一行が歩き始めると、ただでさえ枢機卿の赤いマントが遠くからでも人目を引くというのに今日はその隣りに年若い貴族がいるというのでなおさら注目を集めることとなった。 枢機卿の隣りを歩く者といえば国王かジョセフ神父くらいのもので、これが財務卿クラスだと半歩下がっているのが通例だ。 ミロもああは言われたものの、心もち下がった位置を占めている。 どうしても足が前に行かないのだ。
枢機卿の隣を歩くカミュに物珍しそうに視線を移した貴族たちが一様に息を飲んだ。 中には小さく声を上げた者もおりミロの心臓を縮めたが、その瞬間リシュリューがカミュに話し掛けた。
「どうかね? 初めてのルーブルは。 気に入ってもらえるといいのだが。」
「あの…とても立派でどきどきします。まるで 雲の上を歩いているみたいです。」
「若いということはいいものだ。 私も初めて三部会に出たときには興奮したのを思い出した。」
にこやかに微笑むリシュリューに普段の謹厳さは微塵も見られない。

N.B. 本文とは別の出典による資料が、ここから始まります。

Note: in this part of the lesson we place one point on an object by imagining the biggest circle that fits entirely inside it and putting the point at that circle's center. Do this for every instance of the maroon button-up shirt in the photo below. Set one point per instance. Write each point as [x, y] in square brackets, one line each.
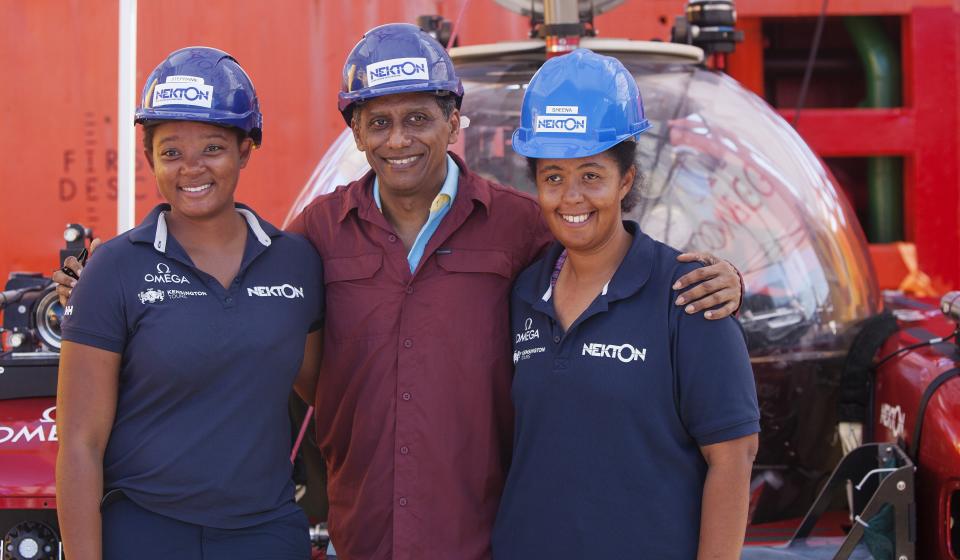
[413, 406]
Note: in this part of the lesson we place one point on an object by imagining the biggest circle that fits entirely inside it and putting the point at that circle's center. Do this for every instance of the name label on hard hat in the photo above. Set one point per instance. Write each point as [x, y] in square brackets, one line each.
[574, 124]
[397, 69]
[184, 80]
[183, 90]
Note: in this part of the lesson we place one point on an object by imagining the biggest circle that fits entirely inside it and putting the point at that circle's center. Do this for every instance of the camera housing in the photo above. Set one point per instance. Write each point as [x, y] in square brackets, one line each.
[32, 312]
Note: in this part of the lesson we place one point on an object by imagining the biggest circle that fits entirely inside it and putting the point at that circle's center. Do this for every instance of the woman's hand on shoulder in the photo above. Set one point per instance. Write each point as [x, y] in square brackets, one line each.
[717, 287]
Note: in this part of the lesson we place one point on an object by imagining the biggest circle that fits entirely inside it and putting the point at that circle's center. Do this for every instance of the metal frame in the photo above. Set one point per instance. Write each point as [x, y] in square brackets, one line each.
[895, 489]
[923, 131]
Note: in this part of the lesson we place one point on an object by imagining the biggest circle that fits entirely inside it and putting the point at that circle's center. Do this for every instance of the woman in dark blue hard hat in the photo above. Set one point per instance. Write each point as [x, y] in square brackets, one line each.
[636, 422]
[181, 345]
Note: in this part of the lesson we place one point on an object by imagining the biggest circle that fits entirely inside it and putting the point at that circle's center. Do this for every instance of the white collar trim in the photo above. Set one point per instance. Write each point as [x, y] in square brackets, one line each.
[160, 238]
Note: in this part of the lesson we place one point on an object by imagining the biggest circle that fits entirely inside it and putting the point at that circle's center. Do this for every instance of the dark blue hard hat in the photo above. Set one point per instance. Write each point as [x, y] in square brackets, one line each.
[202, 84]
[396, 58]
[578, 105]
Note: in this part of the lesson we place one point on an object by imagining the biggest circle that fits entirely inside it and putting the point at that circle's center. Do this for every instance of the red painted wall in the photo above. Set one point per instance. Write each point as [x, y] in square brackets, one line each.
[58, 102]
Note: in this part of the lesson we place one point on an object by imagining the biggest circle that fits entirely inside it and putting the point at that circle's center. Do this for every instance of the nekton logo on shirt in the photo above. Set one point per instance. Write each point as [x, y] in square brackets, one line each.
[164, 276]
[626, 353]
[286, 290]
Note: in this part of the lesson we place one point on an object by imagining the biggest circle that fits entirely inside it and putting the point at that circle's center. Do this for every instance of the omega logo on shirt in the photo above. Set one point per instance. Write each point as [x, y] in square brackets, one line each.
[529, 333]
[164, 276]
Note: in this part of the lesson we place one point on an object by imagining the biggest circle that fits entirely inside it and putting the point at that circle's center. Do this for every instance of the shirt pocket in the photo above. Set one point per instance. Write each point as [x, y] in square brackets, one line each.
[358, 299]
[472, 260]
[351, 268]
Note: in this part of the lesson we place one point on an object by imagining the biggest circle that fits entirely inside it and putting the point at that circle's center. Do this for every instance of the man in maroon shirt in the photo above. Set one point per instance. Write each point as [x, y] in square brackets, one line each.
[413, 405]
[413, 408]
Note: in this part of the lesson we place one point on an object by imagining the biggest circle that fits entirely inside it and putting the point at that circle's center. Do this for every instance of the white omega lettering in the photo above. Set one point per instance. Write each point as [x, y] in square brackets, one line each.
[27, 434]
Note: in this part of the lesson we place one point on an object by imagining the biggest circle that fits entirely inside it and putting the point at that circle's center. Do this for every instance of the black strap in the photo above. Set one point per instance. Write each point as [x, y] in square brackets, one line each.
[924, 400]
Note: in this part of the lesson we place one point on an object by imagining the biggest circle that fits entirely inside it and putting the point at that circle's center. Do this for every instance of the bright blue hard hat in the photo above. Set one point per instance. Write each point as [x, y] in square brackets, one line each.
[202, 84]
[396, 58]
[577, 105]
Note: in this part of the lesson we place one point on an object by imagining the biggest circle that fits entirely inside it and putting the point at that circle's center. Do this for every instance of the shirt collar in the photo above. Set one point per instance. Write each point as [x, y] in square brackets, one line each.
[630, 276]
[153, 229]
[359, 194]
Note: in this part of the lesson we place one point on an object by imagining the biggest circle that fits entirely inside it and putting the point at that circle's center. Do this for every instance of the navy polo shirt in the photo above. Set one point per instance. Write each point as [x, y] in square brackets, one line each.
[611, 414]
[202, 432]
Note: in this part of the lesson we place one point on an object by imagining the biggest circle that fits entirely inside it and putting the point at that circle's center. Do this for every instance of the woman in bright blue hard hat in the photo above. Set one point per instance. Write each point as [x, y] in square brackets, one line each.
[181, 345]
[636, 422]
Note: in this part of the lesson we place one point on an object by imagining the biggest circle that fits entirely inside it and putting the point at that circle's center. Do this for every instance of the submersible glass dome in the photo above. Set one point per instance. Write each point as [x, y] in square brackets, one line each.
[722, 173]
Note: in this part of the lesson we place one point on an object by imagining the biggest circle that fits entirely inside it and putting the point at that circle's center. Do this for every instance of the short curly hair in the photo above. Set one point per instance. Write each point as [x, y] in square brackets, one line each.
[625, 154]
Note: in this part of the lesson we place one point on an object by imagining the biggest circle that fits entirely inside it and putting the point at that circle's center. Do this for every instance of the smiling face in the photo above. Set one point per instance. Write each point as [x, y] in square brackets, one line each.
[197, 166]
[580, 199]
[405, 139]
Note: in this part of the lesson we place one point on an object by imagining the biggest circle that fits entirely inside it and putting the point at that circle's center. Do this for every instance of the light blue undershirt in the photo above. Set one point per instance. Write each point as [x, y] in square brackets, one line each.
[438, 209]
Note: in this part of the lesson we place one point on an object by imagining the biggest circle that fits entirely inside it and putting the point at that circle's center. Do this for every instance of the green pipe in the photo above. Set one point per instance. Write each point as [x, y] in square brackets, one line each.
[881, 64]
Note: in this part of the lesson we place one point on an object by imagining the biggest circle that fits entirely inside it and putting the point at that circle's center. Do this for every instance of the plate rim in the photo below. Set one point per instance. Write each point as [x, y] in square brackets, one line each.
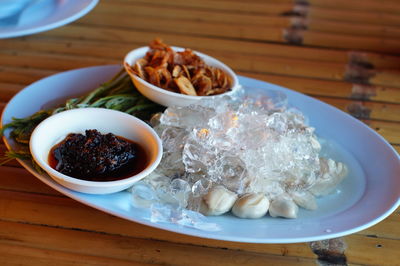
[203, 234]
[13, 32]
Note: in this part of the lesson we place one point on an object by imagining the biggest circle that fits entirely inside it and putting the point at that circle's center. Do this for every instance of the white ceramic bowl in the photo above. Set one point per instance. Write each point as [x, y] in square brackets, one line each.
[168, 98]
[55, 128]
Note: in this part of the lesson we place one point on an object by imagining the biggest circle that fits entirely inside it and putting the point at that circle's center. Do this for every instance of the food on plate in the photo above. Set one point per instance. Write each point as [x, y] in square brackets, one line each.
[97, 157]
[283, 207]
[252, 205]
[218, 200]
[180, 71]
[118, 94]
[248, 155]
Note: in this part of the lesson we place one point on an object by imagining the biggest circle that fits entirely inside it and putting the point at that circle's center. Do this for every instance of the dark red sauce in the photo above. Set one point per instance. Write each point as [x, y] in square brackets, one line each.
[97, 157]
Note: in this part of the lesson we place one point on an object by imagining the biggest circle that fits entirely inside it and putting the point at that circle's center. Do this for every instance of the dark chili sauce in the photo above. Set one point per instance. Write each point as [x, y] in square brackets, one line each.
[97, 157]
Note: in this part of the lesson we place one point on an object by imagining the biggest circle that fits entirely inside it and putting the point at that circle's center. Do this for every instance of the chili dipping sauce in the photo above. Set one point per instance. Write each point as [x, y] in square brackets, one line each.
[97, 157]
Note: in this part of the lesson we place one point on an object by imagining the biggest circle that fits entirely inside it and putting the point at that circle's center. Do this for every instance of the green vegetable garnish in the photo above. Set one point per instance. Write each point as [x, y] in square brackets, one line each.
[119, 94]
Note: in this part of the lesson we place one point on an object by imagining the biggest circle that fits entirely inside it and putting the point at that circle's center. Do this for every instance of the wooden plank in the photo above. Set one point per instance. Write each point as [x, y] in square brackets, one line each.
[66, 213]
[18, 179]
[87, 218]
[218, 5]
[51, 62]
[22, 255]
[239, 62]
[389, 130]
[375, 251]
[112, 49]
[367, 5]
[141, 10]
[274, 34]
[194, 28]
[77, 37]
[8, 90]
[131, 249]
[366, 110]
[316, 87]
[323, 25]
[352, 16]
[350, 42]
[22, 76]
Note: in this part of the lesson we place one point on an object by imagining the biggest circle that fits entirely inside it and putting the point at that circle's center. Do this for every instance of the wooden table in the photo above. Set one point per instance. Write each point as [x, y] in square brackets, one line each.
[346, 53]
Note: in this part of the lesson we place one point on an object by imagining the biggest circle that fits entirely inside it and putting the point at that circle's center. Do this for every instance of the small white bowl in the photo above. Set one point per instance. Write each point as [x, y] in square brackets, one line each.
[55, 128]
[168, 98]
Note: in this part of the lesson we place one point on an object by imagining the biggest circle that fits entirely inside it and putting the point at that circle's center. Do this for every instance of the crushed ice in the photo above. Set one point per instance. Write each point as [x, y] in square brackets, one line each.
[246, 144]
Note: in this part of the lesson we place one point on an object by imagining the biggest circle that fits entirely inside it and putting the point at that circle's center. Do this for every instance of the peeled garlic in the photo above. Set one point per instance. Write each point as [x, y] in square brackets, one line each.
[218, 200]
[251, 206]
[283, 207]
[304, 199]
[332, 173]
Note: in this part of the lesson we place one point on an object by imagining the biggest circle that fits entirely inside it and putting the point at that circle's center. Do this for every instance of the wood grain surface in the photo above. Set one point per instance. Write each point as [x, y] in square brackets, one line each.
[343, 52]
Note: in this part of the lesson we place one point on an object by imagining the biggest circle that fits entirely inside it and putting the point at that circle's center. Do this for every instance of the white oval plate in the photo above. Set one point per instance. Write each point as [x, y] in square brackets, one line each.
[45, 15]
[368, 195]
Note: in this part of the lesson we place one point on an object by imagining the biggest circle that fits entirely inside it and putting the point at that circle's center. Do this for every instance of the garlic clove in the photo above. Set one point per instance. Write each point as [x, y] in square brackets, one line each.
[305, 200]
[251, 206]
[332, 173]
[283, 207]
[217, 201]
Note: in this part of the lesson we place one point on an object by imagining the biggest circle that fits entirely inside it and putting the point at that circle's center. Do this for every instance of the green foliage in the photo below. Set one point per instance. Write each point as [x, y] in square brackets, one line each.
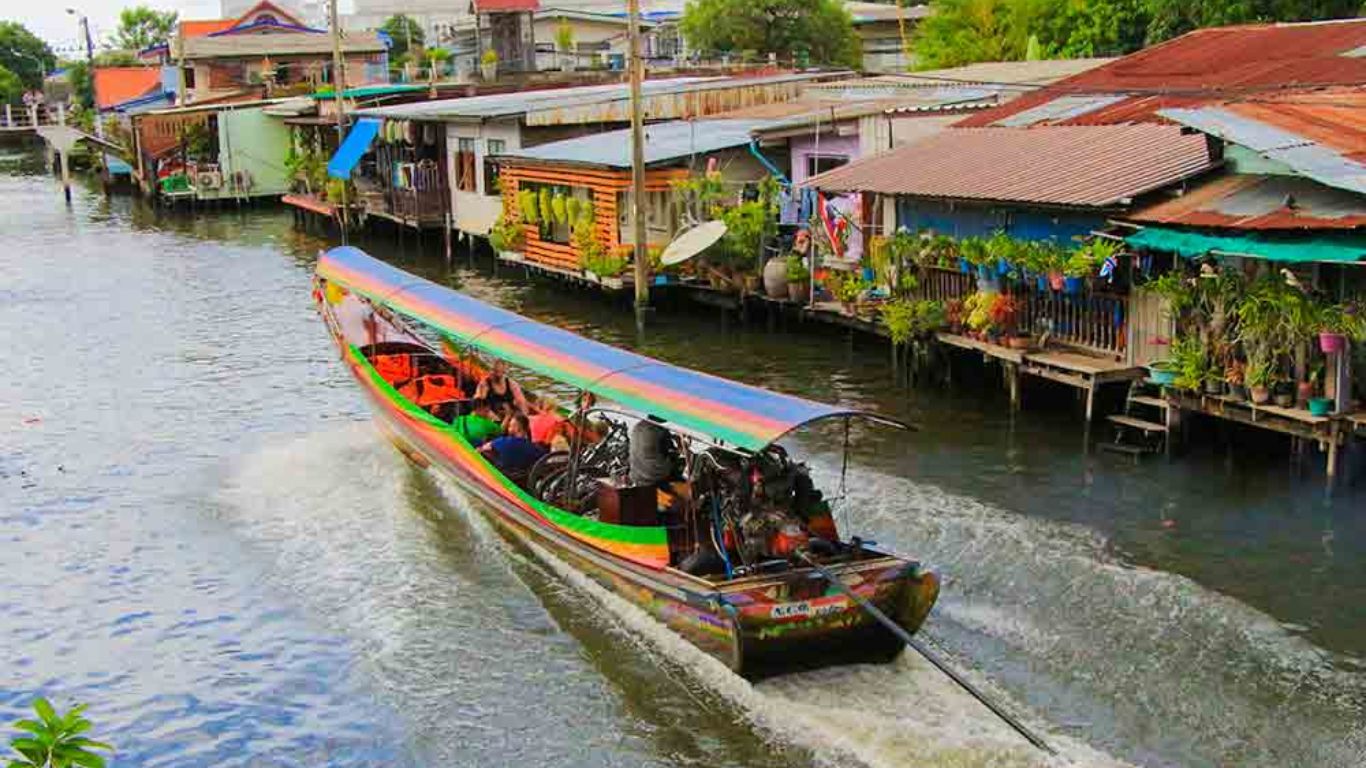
[907, 319]
[11, 88]
[55, 741]
[564, 37]
[960, 32]
[142, 26]
[820, 30]
[405, 33]
[25, 55]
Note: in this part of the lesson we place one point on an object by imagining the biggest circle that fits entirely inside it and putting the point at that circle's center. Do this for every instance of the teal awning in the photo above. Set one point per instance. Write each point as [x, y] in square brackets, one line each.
[355, 145]
[1336, 248]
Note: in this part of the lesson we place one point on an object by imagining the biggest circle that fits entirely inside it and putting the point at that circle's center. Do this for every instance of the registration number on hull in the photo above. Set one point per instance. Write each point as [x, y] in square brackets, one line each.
[806, 610]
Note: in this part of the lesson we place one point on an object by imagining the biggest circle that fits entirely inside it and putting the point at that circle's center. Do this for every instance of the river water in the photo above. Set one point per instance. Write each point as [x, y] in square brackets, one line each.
[208, 541]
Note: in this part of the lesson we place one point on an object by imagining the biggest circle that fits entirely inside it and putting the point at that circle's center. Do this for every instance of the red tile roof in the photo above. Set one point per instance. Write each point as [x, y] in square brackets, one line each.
[1067, 166]
[506, 6]
[1209, 64]
[1250, 201]
[115, 85]
[200, 29]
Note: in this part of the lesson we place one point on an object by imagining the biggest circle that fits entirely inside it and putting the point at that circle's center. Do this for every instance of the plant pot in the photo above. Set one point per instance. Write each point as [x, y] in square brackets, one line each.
[1332, 343]
[1160, 375]
[1303, 392]
[775, 278]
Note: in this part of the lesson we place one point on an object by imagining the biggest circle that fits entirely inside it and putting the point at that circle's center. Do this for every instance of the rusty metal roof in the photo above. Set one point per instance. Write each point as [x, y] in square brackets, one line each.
[1204, 66]
[1067, 166]
[1256, 201]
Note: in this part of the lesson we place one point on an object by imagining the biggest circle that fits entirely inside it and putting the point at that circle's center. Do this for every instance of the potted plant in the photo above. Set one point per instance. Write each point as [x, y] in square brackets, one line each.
[1260, 379]
[1234, 377]
[798, 279]
[564, 41]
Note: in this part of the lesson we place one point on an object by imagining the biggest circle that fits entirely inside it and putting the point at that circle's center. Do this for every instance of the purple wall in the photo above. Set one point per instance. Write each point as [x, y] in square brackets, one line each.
[805, 146]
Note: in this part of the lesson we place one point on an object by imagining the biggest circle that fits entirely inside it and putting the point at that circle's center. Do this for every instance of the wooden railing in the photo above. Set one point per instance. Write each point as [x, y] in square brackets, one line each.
[1092, 320]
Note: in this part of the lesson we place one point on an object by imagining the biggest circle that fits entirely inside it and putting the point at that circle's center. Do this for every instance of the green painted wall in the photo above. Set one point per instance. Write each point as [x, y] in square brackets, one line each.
[254, 145]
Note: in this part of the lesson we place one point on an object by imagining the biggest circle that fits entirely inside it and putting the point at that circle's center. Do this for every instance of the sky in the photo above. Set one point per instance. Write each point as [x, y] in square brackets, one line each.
[49, 19]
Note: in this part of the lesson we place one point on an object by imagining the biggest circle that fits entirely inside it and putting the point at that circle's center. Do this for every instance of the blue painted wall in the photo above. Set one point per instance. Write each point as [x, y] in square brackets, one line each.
[965, 220]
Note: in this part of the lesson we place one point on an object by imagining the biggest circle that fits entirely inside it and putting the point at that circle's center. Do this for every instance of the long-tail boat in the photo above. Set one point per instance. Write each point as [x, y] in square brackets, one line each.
[721, 552]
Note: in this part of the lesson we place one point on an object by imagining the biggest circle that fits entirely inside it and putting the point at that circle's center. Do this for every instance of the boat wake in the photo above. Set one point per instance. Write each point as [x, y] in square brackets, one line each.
[455, 625]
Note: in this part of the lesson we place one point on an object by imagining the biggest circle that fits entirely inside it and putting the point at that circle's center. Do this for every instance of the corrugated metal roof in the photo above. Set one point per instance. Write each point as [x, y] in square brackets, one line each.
[1204, 66]
[279, 44]
[664, 142]
[1256, 201]
[1094, 167]
[1301, 153]
[549, 100]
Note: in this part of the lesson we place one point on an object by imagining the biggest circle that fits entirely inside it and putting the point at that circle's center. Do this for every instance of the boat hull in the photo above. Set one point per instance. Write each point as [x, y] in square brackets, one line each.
[756, 625]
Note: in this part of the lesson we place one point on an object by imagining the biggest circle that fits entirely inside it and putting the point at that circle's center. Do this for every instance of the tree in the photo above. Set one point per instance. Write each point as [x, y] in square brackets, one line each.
[142, 26]
[405, 33]
[25, 55]
[820, 30]
[11, 88]
[55, 741]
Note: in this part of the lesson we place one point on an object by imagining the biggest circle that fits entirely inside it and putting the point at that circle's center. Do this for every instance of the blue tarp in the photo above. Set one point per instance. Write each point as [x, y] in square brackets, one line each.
[357, 142]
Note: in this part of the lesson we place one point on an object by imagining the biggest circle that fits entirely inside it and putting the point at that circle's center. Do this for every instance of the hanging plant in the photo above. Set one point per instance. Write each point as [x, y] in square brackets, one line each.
[530, 211]
[547, 212]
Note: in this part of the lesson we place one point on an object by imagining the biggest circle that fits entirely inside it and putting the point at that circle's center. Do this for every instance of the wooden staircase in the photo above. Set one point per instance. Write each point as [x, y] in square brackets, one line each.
[1146, 422]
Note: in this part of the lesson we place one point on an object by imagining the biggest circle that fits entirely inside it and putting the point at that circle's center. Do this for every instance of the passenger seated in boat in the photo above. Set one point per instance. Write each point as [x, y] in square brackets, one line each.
[653, 457]
[480, 425]
[514, 453]
[500, 391]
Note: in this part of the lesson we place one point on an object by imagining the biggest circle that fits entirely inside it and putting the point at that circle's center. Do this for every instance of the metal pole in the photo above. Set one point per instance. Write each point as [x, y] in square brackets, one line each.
[939, 663]
[642, 289]
[338, 89]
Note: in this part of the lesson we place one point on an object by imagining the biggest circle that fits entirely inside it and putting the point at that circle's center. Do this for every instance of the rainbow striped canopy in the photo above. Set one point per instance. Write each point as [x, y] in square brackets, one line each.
[736, 414]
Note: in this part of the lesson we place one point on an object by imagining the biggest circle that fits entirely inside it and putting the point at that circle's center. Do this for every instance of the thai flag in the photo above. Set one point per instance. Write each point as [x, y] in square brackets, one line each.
[1108, 268]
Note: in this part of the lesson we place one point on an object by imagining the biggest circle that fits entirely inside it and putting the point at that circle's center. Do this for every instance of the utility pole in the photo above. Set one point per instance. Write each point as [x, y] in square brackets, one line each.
[637, 69]
[338, 89]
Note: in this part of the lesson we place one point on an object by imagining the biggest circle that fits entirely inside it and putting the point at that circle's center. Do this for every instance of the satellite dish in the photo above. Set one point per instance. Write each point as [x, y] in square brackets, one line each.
[693, 242]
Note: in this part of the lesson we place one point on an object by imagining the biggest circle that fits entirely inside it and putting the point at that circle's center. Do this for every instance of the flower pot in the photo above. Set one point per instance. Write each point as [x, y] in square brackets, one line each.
[775, 278]
[1332, 343]
[1303, 392]
[1161, 375]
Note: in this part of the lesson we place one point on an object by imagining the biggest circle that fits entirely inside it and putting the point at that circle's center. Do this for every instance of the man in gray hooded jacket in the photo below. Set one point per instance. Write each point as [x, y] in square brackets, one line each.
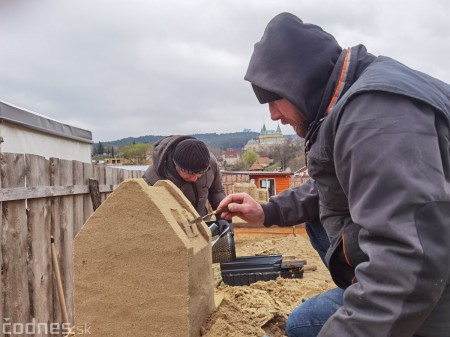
[378, 141]
[187, 162]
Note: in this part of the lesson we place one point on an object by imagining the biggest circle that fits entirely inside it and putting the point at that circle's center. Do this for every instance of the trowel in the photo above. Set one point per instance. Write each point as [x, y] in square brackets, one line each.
[216, 212]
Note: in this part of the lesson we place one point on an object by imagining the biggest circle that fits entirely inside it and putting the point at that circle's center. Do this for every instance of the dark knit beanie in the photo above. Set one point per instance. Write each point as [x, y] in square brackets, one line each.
[263, 95]
[191, 156]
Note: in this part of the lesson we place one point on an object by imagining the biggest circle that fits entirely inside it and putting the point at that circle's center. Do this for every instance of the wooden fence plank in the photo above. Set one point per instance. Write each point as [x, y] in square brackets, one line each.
[39, 253]
[63, 175]
[88, 172]
[2, 290]
[56, 193]
[99, 175]
[78, 200]
[14, 245]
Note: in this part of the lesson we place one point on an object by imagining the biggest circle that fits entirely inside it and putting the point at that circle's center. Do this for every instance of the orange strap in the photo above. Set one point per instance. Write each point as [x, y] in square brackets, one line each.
[338, 89]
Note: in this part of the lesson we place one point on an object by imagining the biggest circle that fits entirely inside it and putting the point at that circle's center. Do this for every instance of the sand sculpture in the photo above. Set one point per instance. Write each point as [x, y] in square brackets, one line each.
[261, 195]
[140, 268]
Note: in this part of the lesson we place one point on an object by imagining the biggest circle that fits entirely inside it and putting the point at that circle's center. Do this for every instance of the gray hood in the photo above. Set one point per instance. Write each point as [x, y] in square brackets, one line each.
[294, 60]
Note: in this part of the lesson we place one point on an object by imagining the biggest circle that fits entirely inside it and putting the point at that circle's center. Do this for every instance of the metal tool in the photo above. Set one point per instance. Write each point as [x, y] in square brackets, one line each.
[216, 212]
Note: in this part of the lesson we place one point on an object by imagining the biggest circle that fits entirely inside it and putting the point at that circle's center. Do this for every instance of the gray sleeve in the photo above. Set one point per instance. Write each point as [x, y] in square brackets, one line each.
[390, 165]
[293, 206]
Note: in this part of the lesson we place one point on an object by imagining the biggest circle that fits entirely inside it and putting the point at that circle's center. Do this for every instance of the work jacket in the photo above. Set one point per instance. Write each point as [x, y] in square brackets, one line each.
[381, 179]
[207, 188]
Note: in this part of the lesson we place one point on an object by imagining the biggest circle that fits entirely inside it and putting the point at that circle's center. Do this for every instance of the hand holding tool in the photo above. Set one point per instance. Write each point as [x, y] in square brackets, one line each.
[216, 212]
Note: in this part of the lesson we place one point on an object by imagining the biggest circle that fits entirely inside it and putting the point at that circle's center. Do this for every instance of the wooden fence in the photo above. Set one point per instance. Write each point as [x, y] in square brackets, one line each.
[41, 198]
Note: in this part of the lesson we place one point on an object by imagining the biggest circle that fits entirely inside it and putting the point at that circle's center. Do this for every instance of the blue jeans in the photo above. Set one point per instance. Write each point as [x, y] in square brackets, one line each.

階段を昇りきりたくさんの人がいる広いホールを抜けてゆくと、四方の壁には大画面の絵画が掛かり大理石のアルコーブにはたくさんの彫刻が飾られていて贅沢な装飾の数々がカミュの目を奪う。 そっと見上げる天井も彫刻やレリーフで豊かに装飾され金彩の唐草や蔦が散りばめられて華麗さを競っている。 周囲の人々からの好奇の目を気にしながらも感嘆せずにはいられない。
「あの彫刻はダフニスとクロエだ。 イタリアの彫刻家ベルニーニに注文しておいたのが先月届いてね。 次の間には見事なアテナとアポロンの絵が掛かっている。 君はギリシャ神話はどうかな?」
「はい、とても好きです。 ラテン語の本も読みました。」
「それは素晴らしい! ギリシャ神話には人類の英知が凝縮されている。」
「私もそう思います。」
カミュとしてはリシュリューのほうを向いていれば自分に向けられる視線を気にしないで済むのでこんな会話にほっとする。 芸術やラテン語の話なら大歓迎だ。
そんなわけで頬を染めたカミュがリシュリューと話を弾ませているのを見て驚かぬ者はない。 いや、驚いているのはミロも同じだが。
鷹の爪を持つ鉄の宰相と誰もが恐れ、そのなにもかも見通すような鋭い目に射抜かれる気がして首をすくめるというのに、そのリシュリューと親しげに話す青年が誰なのか、誰もがその素性を知りたがるのは当然だ。 しかもその目が赤いときては全員が好奇心の塊になる。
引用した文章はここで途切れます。